Kaltenkirchen. „Wir werben schon heute darum, dass Bürgermeister Hanno Krause weitere sechs Jahre Verwaltungschef bei uns bleibt“, sagt Barkowsky. Zwar läuft die Amtszeit des CDU-Mannes erst Ende 2017 aus, aber Barkowsky ließ keinen Zweifel daran, dass Krause auch bei der kommenden Wahl der Kandidat der CDU sein werde.Der CDU-Fraktionschef betonte, dass man glücklich sei, Krause bei der Bürgermeisterwahl im Herbst 2011 ins Rennen geschickt zu haben. „Nach einem Jahr Einarbeitungszeit konnte man ab 2013 schon eine sehr positive Entwicklung Kaltenkirchens feststellen.“ Die Stadt sei unter seiner Führung zu einem Leuchtturm im Kreis Segeberg geworden.

 Barkowsky nannte auch den Grund, warum er sich als Fraktionsvorsitzender schon so frühzeitig auf eine Festlegung in der Bürgermeisterfrage entschieden habe. Die CDU und der Verwaltungschef seien in Sachfragen durchaus schon mal unterschiedlicher Meinung. Das ändere aber nichts daran, dass Krauses Arbeit hervorragend sei. Mit dem jetzigen Votum wolle man ihm den Rücken stärken und ihm zeigen, dass die CDU hinter ihm und seiner Arbeit stehe.
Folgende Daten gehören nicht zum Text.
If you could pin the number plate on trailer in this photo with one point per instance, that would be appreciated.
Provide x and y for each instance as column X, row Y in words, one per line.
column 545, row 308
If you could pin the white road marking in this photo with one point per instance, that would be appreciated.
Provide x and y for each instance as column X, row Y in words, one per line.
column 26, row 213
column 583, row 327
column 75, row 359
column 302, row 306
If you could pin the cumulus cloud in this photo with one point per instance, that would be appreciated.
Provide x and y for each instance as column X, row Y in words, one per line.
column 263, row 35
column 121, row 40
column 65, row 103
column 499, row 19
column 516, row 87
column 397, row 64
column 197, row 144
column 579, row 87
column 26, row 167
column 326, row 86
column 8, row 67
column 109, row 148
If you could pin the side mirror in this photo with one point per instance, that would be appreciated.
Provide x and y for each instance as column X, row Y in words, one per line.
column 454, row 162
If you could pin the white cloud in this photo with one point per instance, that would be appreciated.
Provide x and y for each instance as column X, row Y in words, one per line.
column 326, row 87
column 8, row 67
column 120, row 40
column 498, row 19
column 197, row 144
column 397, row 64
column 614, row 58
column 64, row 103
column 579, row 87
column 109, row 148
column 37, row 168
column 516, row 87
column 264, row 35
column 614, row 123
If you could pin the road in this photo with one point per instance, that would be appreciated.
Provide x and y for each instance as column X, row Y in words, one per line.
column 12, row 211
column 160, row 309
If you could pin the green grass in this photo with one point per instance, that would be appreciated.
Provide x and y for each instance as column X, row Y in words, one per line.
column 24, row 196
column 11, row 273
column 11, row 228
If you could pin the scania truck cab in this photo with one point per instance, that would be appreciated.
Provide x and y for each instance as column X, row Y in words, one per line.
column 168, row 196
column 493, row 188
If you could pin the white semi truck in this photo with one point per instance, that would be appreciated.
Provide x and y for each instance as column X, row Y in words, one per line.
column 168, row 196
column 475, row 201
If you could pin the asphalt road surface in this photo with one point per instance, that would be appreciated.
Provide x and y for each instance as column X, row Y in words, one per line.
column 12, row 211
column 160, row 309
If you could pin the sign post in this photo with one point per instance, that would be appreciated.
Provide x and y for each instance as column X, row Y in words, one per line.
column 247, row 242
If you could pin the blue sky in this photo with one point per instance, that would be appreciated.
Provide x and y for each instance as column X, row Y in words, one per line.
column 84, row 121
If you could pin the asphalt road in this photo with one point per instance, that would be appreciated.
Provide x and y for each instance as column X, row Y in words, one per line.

 Dazu gehöre auch die Führung der Verwaltung, die höchst effektiv arbeite. Durch Umbesetzung und Neueinstellung von Führungspersonal in Absprache mit der Stadtvertretung habe man motivierte Teams bilden können. Die CDU werde auch künftig einer Anhebung des Personals zustimmen, weil die Stadt – und damit auch die Aufgaben der Verwaltung – stetig wachsen würden.

 Barkowsky freute sich, dass schon zahlreiche Punkte aus dem letzten Wahlprogramm seiner Partei umgesetzt werden konnten. „Nachdem unsere Idee eines gemeinsamen Beratungszentrums am Flottkamp verwirklicht wurde, haben wir es jetzt geschafft, die Mittel für den Beratungsbetrieb für drei Jahre im Haushalt festschreiben zu können.“ Auch den Neubau der Feuerwache habe seine Fraktion unterstützt. Nun freue man sich auf die Eröffnung im Herbst.

 Die Ausweisung von Gewerbeflächen und deren Vermarktung laufe prima. „Und wir sind zufrieden, dass die Stadtvertretung dem Bau von 1000 neuen Wohnungen zugestimmt hat.“ Und hier möchte die CDU noch einmal nachlegen und spricht sich für ein neues Projekt an der Süderstraße aus. Die dort entstehenden Wohnungen sollten zu 50 Prozent geförderter Wohnraum sein, also preislich auch für Leute mit geringerem Einkommen erschwinglich. Mit solchen Programmen hatten sich die Christdemokraten in der Vergangenheit immer sehr schwer getan.

 Nicht mit sich reden lassen wird die CDU dagegen beim von SPD, Wählergemeinschaft Pro Kaki und FDP geplanten Umbau der Holstenstraße in eine sogenannte Straße für Alle. „Viel zu teuer“, meint Barkowsky mit Blick auf die dafür veranschlagten über zwei Millionen Euro. Statt dessen sollte lieber der Radensweg ausgebaut und im Stadtkern mehr Fuß- und Radwege mit barrierefreien Übergängen versehen werden. Und in den Kreuzungsbereichen sollten die Übergänge mit farbigen Markierungen gestaltet werden. Außerdem sollte es ein Konzept für eine neue Straßenbeleuchtung geben.

 Barkowsky ging auch auf die Zusammenarbeit in der Stadtvertretung ein. Pro Kaki sei ein verlässlicherer Gesprächspartner als die SPD, mit der man aber mehr Gemeinsamkeiten habe, was zum Beispiel die Entwicklung von Bebauungsplänen betreffe. Die FDP habe wohl noch immer nicht verwunden, dass sie nicht mehr Zünglein an der Waage sei und kaum noch Einfluss habe. Das würde sich dann häufig leider in unerfreulichen Angriffen auf die CDU zeigen.

 Der einzige Stadtvertreter der Linken würde sich leider nicht an den wichtigen Ausschusssitzungen beteiligen. Wenn er dort präsenter wäre, „kann er sich viele unsinnige Vorstöße in der Stadtvertretung sparen“.